Il monastero sorge sulle vecchie mura settentrionali presso l’antica Porta Palatina, da qui è possibile godere di una splendida vista sui tetti e i vicoli del centro, da cui dista pochi minuti a piedi, sulla campagna circostante e sui Monti Sibillini che vigilano maestosamente su tutto l’altipiano. L’attuale struttura del monastero è il risultato delle molte trasformazioni che il tempo e la storia hanno imposto a questo luogo. Il monastero risale al 1400, sicuro è il riconoscimento nel 1406 della comunità benedettina. L’edificio fu costruito a ridosso delle mura castellane, la sua struttura fu gravemente danneggiata dai terremoti del 1567 e del 1703. Nel 1808 la comunità assorbì quella di Santa Caterina ampliandosi e nel 1865, in seguito alle leggi sulla soppressione degli ordini religiosi, il monastero fu inglobato dal demanio; alle religiose, dedite all’insegnamento, fu concesso di restare con l’obbligo di adottare programmi della scuola statale. L’edificio fu riscattato dalle religiose nel 1889, nel 1930 fu aperta una scuola magistrale femminile nella quale tante giovani trovarono la possibilità di educazione; nel 1946 fu aperto un collegio femminile per l’apprendimento dei mestieri. Nel 1970 è stato ampliato il monastero con l’acquisizione dei ruderi dell’attiguo monastero di Santa Maria della Pace, un tempo appartenuto alle Clarisse. Di recente sono stati eseguiti ampi restauri e trasformazioni che lo hanno reso un ambiente moderno, confortevole, accogliente per gli ospiti pur mantenendo il fascino monastico di un luogo fuori dal tempo. La chiesa adiacente al monastero risale al XVI secolo, la facciata è in stile romanico e all’interno sono presenti decorazioni barocche, di pregevole valore artistico sono la statua lignea di Sant’Antonio e le pitture del XV secolo.
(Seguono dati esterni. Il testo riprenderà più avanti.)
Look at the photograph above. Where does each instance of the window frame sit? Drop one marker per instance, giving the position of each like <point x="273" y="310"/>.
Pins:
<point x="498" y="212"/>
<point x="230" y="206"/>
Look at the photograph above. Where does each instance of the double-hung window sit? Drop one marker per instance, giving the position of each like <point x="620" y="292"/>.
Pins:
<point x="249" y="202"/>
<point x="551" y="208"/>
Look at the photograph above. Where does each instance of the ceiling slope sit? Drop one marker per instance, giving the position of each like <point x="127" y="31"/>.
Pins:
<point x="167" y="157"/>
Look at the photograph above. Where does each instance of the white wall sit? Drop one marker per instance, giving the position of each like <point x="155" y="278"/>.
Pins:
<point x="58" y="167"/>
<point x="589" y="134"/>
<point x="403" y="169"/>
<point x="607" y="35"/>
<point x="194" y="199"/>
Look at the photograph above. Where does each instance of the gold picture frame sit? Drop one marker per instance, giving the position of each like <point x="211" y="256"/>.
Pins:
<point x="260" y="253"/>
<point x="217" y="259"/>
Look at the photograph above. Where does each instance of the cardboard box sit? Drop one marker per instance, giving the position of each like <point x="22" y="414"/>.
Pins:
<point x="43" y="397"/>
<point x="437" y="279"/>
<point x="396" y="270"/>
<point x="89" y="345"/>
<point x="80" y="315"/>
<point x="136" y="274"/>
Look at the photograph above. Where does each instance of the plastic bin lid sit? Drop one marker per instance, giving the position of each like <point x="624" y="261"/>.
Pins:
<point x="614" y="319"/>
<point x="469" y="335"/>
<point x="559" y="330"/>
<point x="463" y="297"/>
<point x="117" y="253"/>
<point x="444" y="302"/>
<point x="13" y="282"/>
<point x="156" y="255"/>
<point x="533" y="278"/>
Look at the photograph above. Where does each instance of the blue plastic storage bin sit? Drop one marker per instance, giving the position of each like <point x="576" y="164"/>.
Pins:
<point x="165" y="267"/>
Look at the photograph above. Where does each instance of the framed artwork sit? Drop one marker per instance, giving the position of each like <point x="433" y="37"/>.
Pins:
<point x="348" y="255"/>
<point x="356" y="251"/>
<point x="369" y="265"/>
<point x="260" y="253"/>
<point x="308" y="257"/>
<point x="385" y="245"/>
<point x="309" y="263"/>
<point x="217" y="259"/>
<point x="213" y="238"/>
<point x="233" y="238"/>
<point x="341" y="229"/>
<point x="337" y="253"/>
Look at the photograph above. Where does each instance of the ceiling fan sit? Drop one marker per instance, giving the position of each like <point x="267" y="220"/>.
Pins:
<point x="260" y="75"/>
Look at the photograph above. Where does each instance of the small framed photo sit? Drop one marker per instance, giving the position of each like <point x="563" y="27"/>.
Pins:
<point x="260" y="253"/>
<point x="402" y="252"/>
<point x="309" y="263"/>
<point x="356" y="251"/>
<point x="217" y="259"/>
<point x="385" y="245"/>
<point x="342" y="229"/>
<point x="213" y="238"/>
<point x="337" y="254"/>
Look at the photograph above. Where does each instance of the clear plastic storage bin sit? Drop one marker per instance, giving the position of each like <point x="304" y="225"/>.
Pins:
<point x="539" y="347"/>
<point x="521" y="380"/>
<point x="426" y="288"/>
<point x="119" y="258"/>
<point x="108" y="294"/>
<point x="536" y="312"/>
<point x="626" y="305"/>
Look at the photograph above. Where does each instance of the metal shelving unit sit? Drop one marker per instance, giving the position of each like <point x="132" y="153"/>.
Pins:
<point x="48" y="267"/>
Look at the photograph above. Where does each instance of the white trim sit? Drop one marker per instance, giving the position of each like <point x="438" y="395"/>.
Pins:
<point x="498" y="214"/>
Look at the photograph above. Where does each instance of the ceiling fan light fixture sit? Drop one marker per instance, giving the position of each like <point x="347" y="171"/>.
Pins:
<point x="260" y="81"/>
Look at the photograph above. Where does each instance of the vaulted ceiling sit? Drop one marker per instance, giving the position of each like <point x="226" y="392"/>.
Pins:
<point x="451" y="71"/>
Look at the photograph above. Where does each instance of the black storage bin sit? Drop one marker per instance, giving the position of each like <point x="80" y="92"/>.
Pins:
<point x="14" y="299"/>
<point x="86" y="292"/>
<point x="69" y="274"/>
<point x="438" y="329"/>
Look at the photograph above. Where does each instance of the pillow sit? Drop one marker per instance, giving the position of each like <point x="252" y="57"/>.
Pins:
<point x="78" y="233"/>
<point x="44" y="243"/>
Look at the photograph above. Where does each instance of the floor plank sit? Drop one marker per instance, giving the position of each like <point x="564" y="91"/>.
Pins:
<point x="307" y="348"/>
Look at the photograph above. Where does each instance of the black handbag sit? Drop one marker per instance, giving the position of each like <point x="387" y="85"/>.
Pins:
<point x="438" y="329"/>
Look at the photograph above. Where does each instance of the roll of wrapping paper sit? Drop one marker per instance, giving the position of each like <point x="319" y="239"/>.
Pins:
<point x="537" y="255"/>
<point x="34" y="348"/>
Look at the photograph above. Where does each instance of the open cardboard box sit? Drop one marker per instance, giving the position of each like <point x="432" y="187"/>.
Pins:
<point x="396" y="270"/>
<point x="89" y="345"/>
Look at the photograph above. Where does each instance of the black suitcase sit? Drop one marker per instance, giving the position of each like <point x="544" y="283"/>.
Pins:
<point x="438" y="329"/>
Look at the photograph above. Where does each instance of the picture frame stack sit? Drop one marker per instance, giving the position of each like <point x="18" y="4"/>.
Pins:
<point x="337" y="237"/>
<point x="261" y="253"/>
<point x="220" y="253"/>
L’accoglienzasuore_coro_canti

Tipica della regola benedettina è l’ospitalità: “tutti gli ospiti che arrivano siano accolti come Cristo in persona, perché egli ci dirà: Ero forestiero e mi avete accolto” (Regola benedettina, cap. LIII). L’esperienza dell’ospite nel monastero di Sant’Antonio conferma che nel tempo si è conservato questo spirito. L’ospitalità è aperta a religiosi, a singole persone, a famiglie, a laici e a gruppi di preghiera per periodi di vacanza e ritiri spirituali. L’accoglienza è parte integrante della regola e la piccola comunità ha fatto della apertura agli ospiti l’occasione per testimoniare nel vissuto un messaggio di fraternità, di gioia e di pace. Un soggiorno presso il monastero assicura una vacanza piacevole, l’occasione per fuggire dai ritmi soffocanti della vita quotidiana e ripartire ritemprati, nel corpo e nello spirito. La preghiera, la riflessione, i lavori, dalla coltivazione dell’orto all’apicoltura, riempiono le giornate delle monache che con serenità di spirito e volenterosa dedizione offrono a Dio la loro attività. Gli ospiti della comunità potranno godere della rilassatezza dei tempi, del silenzio dei luoghi e del calore dell’ambiente, il tutto incorniciato in un paesaggio di rara bellezza naturale e artistica. La comunità è disponibile all’incontro e all’ascolto mentre l’ospite è chiamato a rispettare le esigenze della vita di comunità. Il soggiorno al monastero è una esperienza che si conserva piacevolmente nella memoria, l’occasione di trascorrere giorni a contatto con un vissuto lontano dall’ordinario.